Complementary Feeding Project in Ethiopia

August 1, 2022 updated by: Edward Frongillo, Jr., University of South Carolina
The Global Alliance for Improved Nutrition (GAIN), a Swiss-based foundation, implemented a complementary feeding project to improve dietary quality among children 6-59 months of age living in Ethiopia by improving demand and access to eggs. Using a quasi-experimental design and two separate cross-sectional surveys at baseline and end-line, the evaluation seeks to determine the effects of the program on egg consumption, availability of eggs, caregivers' behaviours toward eggs, and caregivers' willingness to pay for eggs.

Study Overview

Status

Completed

Conditions

Detailed Description

The Global Alliance for Improved Nutrition (GAIN), a Swiss-based foundation, implemented a complementary feeding project to improve dietary quality among children 6-59 months of age living in Ethiopia by improving demand and access to eggs. The complementary feeding project aimed to boost children's consumption of eggs. The intervention incorporated demand creation campaigns and supported selected delivery channels and producers who provided eggs to communities. GAIN's demand creation strategy was designed to complement the Ethiopian government's effort to use social and behavior change communication to encourage consumption of nutritious complementary foods. This campaign was implemented through the existing health extension system.

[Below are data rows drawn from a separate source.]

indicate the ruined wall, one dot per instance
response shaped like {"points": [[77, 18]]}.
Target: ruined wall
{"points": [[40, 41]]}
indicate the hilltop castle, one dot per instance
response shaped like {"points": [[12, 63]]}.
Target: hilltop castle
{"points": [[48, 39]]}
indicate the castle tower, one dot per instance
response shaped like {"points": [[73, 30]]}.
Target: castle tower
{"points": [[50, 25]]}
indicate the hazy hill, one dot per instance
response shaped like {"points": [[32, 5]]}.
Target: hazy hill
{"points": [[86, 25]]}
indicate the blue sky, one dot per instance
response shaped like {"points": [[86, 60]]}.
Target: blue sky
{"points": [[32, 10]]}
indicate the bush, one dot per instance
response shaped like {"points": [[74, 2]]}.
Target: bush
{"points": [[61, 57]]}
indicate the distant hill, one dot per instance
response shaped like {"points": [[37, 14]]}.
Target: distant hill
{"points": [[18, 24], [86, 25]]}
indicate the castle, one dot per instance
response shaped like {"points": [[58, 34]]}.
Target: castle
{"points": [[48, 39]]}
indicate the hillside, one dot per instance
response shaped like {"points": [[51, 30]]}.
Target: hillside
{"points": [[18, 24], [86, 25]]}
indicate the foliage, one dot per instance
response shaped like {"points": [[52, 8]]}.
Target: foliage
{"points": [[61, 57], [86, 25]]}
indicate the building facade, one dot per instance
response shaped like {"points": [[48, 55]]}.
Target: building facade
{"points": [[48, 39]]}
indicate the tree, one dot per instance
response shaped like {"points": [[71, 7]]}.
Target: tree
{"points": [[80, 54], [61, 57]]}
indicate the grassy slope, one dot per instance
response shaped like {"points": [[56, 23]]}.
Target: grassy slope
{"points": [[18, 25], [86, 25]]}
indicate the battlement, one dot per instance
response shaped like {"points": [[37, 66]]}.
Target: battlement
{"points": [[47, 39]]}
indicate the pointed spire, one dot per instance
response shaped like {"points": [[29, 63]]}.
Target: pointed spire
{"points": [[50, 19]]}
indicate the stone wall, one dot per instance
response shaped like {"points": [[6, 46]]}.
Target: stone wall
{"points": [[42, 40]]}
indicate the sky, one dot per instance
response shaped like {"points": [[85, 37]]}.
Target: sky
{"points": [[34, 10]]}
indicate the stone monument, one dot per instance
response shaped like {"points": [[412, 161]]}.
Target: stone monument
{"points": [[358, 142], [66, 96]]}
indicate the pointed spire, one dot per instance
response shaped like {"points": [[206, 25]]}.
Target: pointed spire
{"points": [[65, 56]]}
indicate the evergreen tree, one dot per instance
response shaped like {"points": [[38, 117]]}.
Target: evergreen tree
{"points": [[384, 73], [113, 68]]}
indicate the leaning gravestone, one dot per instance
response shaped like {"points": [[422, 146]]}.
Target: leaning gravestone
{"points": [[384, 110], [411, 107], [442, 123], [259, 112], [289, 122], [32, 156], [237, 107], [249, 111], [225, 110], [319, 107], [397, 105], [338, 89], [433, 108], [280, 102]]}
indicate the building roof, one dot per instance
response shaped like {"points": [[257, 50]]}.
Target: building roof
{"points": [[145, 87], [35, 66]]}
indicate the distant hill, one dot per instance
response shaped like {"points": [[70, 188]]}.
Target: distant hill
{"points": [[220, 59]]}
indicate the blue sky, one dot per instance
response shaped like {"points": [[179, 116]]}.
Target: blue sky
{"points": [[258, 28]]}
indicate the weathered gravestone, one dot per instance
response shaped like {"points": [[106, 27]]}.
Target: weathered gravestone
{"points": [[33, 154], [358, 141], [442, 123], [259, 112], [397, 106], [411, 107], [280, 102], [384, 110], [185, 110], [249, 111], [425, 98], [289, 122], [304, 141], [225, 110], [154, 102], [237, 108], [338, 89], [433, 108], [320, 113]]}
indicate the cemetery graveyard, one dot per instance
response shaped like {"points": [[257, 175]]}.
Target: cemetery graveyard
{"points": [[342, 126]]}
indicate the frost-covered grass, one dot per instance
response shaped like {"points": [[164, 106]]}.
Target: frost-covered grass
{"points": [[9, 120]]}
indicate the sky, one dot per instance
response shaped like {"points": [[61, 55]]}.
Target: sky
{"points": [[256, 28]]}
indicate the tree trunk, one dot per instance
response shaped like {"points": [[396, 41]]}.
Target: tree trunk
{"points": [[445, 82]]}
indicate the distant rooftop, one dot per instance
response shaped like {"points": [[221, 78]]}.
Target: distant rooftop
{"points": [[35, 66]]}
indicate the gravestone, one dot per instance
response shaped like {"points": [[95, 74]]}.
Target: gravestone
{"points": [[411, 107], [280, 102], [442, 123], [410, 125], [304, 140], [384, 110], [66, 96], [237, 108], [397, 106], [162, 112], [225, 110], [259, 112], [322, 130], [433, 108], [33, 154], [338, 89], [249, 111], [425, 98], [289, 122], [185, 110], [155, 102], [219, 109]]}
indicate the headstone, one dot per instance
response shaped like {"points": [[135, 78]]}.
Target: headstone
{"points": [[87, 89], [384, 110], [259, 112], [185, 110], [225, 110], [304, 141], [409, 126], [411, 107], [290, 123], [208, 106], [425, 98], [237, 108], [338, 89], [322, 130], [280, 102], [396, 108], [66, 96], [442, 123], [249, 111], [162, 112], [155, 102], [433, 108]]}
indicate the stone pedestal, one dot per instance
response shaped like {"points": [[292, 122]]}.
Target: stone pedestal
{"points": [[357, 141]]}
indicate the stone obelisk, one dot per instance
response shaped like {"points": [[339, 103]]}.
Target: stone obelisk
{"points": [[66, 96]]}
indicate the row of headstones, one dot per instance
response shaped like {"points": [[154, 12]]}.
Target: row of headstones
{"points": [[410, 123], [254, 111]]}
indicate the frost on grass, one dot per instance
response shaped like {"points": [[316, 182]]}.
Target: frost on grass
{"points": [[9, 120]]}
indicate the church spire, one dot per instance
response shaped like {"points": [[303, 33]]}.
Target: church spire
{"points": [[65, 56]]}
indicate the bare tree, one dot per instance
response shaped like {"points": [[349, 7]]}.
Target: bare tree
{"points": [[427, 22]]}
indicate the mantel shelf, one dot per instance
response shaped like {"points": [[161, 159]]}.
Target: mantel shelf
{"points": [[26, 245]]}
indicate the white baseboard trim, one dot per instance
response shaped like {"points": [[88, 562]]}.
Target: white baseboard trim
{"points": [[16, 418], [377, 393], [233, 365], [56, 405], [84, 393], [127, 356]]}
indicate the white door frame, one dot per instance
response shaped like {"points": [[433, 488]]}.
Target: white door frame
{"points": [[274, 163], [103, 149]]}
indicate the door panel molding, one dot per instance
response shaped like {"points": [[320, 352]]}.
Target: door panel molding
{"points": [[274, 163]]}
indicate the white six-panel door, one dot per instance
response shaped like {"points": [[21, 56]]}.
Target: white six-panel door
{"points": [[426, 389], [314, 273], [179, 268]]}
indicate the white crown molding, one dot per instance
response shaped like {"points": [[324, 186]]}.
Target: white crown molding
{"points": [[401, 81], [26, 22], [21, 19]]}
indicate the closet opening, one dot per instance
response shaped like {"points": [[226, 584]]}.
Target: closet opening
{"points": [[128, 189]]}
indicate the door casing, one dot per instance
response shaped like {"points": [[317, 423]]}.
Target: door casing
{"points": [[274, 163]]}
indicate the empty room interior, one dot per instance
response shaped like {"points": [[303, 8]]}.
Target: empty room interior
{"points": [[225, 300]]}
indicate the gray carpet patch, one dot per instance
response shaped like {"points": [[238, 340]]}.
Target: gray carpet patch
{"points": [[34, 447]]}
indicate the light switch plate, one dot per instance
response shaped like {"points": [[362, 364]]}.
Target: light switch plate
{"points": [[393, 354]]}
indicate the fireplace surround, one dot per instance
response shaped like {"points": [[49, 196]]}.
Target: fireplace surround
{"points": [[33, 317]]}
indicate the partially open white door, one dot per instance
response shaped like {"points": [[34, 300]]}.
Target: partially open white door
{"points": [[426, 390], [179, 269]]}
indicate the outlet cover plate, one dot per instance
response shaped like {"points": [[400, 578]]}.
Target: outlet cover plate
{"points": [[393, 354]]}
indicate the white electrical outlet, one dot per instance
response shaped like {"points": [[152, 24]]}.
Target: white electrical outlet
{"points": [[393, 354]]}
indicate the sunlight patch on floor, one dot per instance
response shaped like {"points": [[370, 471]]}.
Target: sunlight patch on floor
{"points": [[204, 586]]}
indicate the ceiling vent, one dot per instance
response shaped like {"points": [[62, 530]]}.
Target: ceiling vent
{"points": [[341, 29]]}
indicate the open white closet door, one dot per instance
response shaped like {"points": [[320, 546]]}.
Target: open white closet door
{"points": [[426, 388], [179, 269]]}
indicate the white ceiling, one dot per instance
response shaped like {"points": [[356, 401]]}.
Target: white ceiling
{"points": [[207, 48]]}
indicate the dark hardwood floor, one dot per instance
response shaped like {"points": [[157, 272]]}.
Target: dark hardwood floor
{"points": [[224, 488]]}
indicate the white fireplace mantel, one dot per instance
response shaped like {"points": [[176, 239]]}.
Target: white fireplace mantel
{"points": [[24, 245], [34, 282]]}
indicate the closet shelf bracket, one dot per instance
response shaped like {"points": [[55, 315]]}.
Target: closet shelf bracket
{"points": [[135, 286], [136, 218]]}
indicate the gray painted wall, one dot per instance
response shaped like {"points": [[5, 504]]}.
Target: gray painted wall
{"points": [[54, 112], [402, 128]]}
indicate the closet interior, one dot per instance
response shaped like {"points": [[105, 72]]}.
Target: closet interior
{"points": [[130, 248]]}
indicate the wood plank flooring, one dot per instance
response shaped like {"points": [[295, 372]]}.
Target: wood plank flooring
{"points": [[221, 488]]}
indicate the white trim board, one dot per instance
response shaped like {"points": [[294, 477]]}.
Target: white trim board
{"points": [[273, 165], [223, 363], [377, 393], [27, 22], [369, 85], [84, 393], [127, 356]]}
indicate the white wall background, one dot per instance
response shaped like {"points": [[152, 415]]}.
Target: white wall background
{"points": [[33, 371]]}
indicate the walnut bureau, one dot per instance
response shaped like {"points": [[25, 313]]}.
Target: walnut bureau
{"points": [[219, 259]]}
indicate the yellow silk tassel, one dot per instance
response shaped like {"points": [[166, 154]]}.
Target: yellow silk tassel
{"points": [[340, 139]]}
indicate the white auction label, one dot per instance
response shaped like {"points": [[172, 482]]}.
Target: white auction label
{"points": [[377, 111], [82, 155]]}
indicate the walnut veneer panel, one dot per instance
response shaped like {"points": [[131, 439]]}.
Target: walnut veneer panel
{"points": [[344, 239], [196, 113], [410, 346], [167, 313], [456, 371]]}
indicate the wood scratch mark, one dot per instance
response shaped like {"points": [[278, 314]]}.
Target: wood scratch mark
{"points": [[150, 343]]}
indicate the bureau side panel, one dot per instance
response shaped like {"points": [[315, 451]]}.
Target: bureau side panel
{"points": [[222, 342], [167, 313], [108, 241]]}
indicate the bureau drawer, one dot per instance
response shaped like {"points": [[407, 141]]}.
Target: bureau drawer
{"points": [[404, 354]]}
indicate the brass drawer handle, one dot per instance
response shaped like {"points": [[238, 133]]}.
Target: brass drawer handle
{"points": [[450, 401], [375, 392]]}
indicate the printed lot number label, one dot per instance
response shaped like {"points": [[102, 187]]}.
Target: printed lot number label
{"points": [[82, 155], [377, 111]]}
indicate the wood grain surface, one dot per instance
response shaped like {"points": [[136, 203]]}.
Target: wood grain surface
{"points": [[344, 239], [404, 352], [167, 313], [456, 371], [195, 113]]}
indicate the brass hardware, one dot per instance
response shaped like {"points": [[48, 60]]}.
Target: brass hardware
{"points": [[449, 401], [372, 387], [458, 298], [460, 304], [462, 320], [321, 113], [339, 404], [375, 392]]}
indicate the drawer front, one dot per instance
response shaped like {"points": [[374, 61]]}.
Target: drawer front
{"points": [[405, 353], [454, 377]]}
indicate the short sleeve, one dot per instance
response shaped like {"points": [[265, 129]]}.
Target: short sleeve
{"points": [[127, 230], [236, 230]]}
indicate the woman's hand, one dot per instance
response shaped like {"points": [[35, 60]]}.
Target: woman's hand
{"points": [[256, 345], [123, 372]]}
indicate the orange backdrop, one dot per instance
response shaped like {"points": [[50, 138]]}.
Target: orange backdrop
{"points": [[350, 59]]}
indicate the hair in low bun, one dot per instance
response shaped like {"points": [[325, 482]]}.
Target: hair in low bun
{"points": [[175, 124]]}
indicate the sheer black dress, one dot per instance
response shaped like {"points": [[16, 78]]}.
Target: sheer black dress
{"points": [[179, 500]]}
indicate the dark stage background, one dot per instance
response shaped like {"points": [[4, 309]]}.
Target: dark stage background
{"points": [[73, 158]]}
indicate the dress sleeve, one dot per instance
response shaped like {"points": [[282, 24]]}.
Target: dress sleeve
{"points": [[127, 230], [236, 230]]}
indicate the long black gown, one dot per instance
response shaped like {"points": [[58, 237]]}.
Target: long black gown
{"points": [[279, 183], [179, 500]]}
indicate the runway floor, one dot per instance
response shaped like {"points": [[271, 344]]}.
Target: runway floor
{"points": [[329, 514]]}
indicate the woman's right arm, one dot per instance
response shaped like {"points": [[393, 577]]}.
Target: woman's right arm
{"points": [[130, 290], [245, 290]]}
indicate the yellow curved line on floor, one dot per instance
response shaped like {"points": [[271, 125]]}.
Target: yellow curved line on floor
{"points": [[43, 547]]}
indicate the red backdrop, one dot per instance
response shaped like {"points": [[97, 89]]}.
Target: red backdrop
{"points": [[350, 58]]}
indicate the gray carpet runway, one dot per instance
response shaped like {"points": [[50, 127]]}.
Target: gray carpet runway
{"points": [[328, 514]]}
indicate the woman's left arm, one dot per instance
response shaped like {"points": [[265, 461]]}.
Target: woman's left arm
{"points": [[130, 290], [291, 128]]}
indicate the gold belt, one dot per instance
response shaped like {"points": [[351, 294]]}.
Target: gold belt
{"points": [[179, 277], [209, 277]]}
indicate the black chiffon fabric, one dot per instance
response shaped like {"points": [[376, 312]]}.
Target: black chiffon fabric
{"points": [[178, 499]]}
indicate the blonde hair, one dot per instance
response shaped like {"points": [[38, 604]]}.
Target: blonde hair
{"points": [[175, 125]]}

Areas included in the intervention arm received direct support for egg producers and suppliers and an egg demand creation campaign. Supply-side interventions included training for farmers, identification of distribution channels, mapping of retailers, and creation of linkages between egg producers and egg suppliers. Egg demand-creation activities were executed through above-the-line (ATL) and below-the-line (BTL) campaigns. The ATL campaigns included radio messages, bajaja branding, billboard mounting, and digital promotion. The BTL campaigns include market activation, road shows, sensitization workshops for key community groups, door-to-door promotion, and mobile promotion in collaboration with creative agencies and health extension workers. Both sets of activities focused on creating awareness around eggs as a daily nutritious food option for children.

Originally, the study intended to also increase availability of, and demand for, commercially-available complementary foods (i.e., Cerifam and Fafa), however, these components of the intervention were not delivered. Therefore, we have removed these components from the description and removed the outcomes that corresponded with these components of the intervention.

Using a quasi-experimental design and two separate cross-sectional surveys at baseline and end-line, the evaluation seeks to determine the effects of the program on egg consumption, availability of eggs, caregivers' behaviours toward eggs, and caregivers' willingness to pay for eggs.

Study Type

Interventional

Enrollment (Actual)

1132

Phase

  • Not Applicable

Contacts and Locations

This section provides the contact details for those conducting the study, and information on where this study is being conducted.

Study Locations

      • Addis Ababa, Ethiopia
        • Deep Dive Research and Consulting PLC

Participation Criteria

Researchers look for people who fit a certain description, called eligibility criteria. Some examples of these criteria are a person's general health condition or prior treatments.

Eligibility Criteria

Ages Eligible for Study

6 months to 4 years (Child)

Accepts Healthy Volunteers

No

Genders Eligible for Study

All

Description

Inclusion Criteria:

  • Living in the project areas
  • Caregiver 18 years old or above

Exclusion Criteria:

  • households without children between the ages of 6-59 months

Study Plan

This section provides details of the study plan, including how the study is designed and what the study is measuring.

How is the study designed?

Design Details

  • Primary Purpose: Prevention
  • Allocation: Non-Randomized
  • Interventional Model: Parallel Assignment
  • Masking: Single

Arms and Interventions

Participant Group / Arm
Intervention / Treatment
Experimental: Complementary feeding program
Promotion of eggs.

The study promoted eggs.

GAIN provided training to egg farmers to increase their egg production and marketing, helped increase mother's access to eggs by making them more available in local kiosks and getting retailers to display promotional messages around eggs, conducted sensitization workshops with retailers to increase egg purchases, and employed a demand creation campaign.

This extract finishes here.